Chips And Cheese - the first course at Six By Nico
Chips And Cheese – the first course at Six By Nico

“The Chippie starts off with chips and cheese – Parmesan, curry oil and a pressed potato terrine. It all finishes off with our take on a deep-fried Mars bar.

“The main course is smoked sausage with a trio of pork smoked under a cloche with the flavours of celeriac and apple.”

Nico said opening on the estate was simply down to visiting and getting a feel for the area.

“We work with agents to find sites and somebody said there was an opportunity in Canary Wharf,” he said. “I see a lot of places, but sometimes you go somewhere and you get that feeling – a gut instinct.

“I loved the spot and spent some time going around the area. I thought it was perfect for the restaurant. 

“I don’t even know what’s coming after The Chippie on the Wharf yet – we don’t necessarily plan that far ahead. 

“The big thing about Six By Nico is that we try to work seasonally – we’d never do the Amalfi Coast that’s in the other venues in winter, for example.

“I want people who come here to enjoy themselves, to have a good experience and be happy. 

“When I go to a restaurant I enjoy everything – the atmosphere, the staff, the team and the setting.

“The vibes of a place are a big thing for me. With the team here we’re really customer-focused – everything is about that.

“We don’t look at other businesses, we try to compete with ourselves to make us better.”

Trying The Chippie

So, what’s eating at Six By Nico actually like? The first thing to be aware of is the price. The six courses are priced at £37 per head. Add the wine flight – for £33 – and aperitif for £7.50 and a snack to go with it for £5 and you’re looking at £82.50 plus service. 

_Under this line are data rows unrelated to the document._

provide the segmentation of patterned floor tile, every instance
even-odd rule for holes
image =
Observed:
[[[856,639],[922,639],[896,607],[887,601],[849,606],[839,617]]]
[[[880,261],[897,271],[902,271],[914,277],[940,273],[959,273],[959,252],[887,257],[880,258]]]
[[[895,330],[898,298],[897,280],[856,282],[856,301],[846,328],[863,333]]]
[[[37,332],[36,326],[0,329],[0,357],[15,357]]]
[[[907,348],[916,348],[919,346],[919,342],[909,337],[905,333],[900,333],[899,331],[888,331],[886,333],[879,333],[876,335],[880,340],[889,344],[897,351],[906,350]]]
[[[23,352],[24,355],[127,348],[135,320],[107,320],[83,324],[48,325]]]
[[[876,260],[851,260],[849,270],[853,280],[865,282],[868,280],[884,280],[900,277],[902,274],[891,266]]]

The dishes arrive as perfect little morsels – Six is the sort of place that errs on the side of quality rather than quantity, so the ravenous will need the add-ons, one of which comes in the form of delicious hunks of sourdough. 

As for the main attractions, they’re well presented, with artful dabs of sauce here and a sprig of greenery there. 

It’s very much dining as theatre – each arrival preceded by a discussion of what might appear and then the excitement of hunting around the plates for the promised flavours. 

The Chippie turns out to be a complex homage to the flavours of Nico’s youth, refined well away from their genesis but nevertheless amusing.

The scampi is crisp and rich, while the smoked sausage is more pork three ways than an improbably red saveloy and the chips and cheese, a gentle nod in the direction of the deep fat fryer rather than a full-on takeaway delight.

But the restaurant is beautifully kitted out, dressed in golds and rich coppers that lift the whole experience – an engaging venue to tempt back the audience for the next performance. 

And a special mention should go to the steak pie – a smart, meaty delight of a course.